Several prominent men in the video game industry have been accused of abusing women and non-binary individuals this week.
Game designer Nathalie Lawhead sparked the conversation on social media on August 26 with a blog post titled “calling out my rapist.” Lawhead accused Jeremy Soule, a music composer for popular video games like “The Elder Scrolls,” of rape and abuse during their time working together at a Vancouver development studio.
A second woman, Aeralie Brighton, wrote a Facebook post claiming that Soule sent a video of himself masturbating to her and blocked her involvement in a professional project when she told him she only wanted a professional relationship. Brighton is a vocalist with credits on games like “Ori and the Blind Forest.”
The accusations against Soule led to a larger discussion about men in the gaming industry alleged to have used their status to abuse or harass other people.
Read more: An Oculus cofounder was accused of sexually assaulting a woman while she was wearing a VR headset during a demo
Zoe Quinn, a game designer and comic creator who was also central target of the GamerGate movement in 2014, said she was sexually assaulted and emotionally abused by Alec Holowka, who helped create popular indie titles “Aquaria” and “Night in the Woods.” Other game developers also shared negative experiences they say they had with Holowka in support of Quinn.

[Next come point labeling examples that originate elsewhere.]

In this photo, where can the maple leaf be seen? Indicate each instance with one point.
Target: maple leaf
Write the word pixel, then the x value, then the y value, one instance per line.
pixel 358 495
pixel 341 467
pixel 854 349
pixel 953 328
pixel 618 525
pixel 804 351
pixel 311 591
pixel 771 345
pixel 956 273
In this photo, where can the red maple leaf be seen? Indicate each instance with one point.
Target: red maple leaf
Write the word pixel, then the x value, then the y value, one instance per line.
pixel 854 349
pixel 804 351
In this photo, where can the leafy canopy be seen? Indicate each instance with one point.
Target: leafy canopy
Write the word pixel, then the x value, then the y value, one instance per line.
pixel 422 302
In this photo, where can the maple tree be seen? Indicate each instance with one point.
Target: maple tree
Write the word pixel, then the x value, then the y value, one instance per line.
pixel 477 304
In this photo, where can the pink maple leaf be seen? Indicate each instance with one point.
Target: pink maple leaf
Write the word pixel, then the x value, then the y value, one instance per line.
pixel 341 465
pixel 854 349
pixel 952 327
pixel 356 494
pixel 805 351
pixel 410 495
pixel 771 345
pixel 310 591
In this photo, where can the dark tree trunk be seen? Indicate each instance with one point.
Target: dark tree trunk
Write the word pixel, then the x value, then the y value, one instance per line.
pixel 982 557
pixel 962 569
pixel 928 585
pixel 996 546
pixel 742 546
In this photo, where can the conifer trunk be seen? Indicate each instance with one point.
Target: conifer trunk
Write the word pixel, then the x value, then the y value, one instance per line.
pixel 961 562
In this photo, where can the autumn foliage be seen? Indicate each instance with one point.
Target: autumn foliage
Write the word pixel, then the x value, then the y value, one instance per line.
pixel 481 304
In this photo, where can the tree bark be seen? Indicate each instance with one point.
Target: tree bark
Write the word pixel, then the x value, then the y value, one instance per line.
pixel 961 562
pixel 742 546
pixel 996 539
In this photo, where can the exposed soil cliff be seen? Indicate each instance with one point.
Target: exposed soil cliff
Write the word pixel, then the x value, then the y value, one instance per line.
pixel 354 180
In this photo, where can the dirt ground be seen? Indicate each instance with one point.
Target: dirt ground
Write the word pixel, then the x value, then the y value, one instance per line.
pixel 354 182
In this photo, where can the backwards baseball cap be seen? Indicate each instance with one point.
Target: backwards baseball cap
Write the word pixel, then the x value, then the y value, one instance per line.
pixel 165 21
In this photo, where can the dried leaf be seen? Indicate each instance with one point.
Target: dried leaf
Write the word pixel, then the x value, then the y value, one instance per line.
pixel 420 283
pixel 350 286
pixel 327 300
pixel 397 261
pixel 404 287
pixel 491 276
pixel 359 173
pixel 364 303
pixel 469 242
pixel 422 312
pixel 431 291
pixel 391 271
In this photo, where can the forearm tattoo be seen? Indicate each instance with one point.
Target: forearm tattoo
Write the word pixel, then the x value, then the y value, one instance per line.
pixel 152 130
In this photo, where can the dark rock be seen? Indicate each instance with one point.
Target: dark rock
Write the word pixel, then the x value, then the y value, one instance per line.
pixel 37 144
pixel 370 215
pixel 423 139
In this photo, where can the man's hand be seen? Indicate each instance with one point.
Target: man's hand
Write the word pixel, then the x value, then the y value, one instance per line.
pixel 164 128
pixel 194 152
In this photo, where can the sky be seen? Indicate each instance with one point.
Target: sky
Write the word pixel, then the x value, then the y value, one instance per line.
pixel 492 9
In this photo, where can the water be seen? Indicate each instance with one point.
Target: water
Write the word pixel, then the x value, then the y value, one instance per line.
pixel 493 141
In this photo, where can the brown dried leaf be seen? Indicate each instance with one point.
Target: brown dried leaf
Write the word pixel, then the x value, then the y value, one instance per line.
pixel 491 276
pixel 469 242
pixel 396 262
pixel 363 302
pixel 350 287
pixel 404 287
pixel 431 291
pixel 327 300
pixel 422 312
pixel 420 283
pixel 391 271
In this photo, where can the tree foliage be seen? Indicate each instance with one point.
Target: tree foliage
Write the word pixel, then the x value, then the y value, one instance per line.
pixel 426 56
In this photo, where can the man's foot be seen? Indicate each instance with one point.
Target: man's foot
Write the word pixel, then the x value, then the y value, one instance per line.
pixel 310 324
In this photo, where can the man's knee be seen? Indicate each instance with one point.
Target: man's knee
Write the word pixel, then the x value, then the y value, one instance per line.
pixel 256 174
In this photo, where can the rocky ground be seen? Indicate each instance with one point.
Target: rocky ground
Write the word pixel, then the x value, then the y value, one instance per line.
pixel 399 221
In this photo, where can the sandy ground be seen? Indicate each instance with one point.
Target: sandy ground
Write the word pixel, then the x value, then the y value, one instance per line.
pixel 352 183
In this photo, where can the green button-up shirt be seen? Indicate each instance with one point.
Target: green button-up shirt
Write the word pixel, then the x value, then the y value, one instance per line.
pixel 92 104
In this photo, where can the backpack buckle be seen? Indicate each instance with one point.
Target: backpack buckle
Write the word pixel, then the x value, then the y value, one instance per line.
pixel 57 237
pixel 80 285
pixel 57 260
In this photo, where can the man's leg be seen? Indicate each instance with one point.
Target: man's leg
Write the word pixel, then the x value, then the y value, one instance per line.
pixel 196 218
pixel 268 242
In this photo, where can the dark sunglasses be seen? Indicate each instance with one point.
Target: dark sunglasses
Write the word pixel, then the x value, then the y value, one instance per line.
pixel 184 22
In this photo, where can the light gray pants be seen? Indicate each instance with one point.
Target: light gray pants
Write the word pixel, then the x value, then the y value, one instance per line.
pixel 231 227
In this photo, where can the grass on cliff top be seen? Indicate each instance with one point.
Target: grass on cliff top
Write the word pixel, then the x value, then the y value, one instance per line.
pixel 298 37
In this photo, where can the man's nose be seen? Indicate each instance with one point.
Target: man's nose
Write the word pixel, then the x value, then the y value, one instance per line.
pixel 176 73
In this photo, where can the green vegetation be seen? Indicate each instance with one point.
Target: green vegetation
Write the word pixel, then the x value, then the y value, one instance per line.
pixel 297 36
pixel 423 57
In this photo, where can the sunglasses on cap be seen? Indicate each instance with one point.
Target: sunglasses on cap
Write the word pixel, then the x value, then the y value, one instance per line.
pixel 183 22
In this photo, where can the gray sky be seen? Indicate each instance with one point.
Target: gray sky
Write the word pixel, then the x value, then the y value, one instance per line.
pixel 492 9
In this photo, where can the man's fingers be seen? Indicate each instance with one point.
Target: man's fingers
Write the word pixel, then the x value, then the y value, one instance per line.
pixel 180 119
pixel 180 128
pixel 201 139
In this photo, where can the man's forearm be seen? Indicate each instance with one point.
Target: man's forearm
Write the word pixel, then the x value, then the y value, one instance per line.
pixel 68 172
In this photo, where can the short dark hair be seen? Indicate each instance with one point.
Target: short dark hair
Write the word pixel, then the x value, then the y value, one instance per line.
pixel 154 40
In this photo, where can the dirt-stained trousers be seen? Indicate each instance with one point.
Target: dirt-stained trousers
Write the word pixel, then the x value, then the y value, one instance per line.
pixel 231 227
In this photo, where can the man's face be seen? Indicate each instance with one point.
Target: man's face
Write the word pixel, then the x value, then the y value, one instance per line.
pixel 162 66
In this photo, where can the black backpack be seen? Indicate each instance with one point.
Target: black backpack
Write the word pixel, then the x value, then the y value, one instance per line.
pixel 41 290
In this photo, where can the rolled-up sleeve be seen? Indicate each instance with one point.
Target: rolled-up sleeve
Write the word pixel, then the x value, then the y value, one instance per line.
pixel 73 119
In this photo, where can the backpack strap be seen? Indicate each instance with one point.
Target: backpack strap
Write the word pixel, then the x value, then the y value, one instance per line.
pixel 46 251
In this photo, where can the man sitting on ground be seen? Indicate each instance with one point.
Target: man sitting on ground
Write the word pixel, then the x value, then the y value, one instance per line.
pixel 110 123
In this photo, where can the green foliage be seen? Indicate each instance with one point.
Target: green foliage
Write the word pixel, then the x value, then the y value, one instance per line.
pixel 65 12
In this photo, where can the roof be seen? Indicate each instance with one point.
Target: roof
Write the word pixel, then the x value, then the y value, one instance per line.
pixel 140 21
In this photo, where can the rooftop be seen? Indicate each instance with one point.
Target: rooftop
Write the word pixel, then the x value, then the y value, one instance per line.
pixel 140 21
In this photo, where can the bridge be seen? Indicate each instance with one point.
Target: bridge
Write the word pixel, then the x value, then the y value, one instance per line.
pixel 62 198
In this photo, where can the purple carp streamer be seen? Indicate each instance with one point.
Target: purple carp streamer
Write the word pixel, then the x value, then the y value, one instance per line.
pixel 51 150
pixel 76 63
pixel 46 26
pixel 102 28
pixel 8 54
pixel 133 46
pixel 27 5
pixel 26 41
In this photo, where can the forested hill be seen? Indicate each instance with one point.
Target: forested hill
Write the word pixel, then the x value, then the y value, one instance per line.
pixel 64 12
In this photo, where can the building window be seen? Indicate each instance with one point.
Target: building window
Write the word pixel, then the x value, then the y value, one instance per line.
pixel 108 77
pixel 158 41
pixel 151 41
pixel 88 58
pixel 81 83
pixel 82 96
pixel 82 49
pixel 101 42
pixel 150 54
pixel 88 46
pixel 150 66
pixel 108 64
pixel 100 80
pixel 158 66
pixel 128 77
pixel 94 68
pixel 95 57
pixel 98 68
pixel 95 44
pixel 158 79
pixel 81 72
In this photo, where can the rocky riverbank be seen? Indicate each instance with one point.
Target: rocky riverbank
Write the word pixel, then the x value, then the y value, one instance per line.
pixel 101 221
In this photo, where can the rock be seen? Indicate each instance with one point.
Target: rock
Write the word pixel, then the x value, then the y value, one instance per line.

In response, the other creators of “Night in the Woods” announced that they would be cutting ties with Holowka and canceled an upcoming project as a result.
The conversation later turned to Luc Shelton, who works as a programmer for the British Studio Splash Damage. Adelaide Gardner, who produces content for table top games, said Shelton intentionally hid their relationship from other people and was sexually abusive.
Multiple people accused developer Alexis Kennedy of targeting and isolating young women in the gaming industry as romantic partners and using his position as a studio executive to intimidate others. Kennedy was the CEO and cofounder of Failbetter Games, an independent studio know for the games “Sunless Sea” and “Sunless Skies.”
Olivia Wood, a writer and editor at Failbetter, said she was in a two-year relationship with Kennedy that they hid from coworkers. Wood said Kennedy had affairs with other coworkers and prospective employees and became abusive in the workplace after they separated.
Another game designer, Emily Short, said Kennedy pushed boundaries and made her feel uncomfortable with sexual comments while she was working as a freelancer with Failbetter. Failbetter released a statement in support of Kennedy’s accusers, and said it had no longer had any personal, creative, or financial ties to him.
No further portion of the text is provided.